思い切り突き飛ばして跳ね起きる・・・つもりだったけど、身体がついて行かなくて、私はソファから転がり落ちた。
「なんだ!動けるのか!」
「『止まれ!アルカ!』」
青髪騎士団長が叫ぶ。
【『威圧』発動感知】
声に魔力を乗せていたらしくびりっと来たけど、私はアルカじゃないの!
その時。
青髪の後ろにいた魔導師の一人が、いきなりマントを脱いで青髪の頭にばさりと被せた。
首の後ろに手をあてると、熊のようにでかい騎士団長がどう、と倒れる。
その腰の剣を逆手で引き抜き、柄頭を金髪王子の鳩尾にめり込ませた男は、重い剣をひょいと持ち換えて投げ、銀髪眼鏡が腰から引き抜こうとした杖を跳ね飛ばした。
すべてが一連の、一瞬の動作。
片手で私の胴を抱え上げた、修道僧のような服を着た男は黒髪に銀のメッシュ。
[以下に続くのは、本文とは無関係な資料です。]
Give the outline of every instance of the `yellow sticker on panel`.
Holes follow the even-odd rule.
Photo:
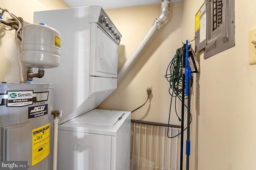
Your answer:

綺麗なサファイアブルーの眼。
(ヨミ!)
巻き毛のアンジェロは扉へ走った。
「曲者だっ!誰か!衛兵っ!」
杖を失くした銀髪眼鏡が指を突き付け叫ぶ。
「『拘束』!」
私のマントが間にばさっと広がった。
【『防御』】
ヨミは私を抱えたままベランダへ走って、手すりを越えて飛び降り、え!
飛び降りたーっ!
「ぎゃーーーっ!」
こわーっ!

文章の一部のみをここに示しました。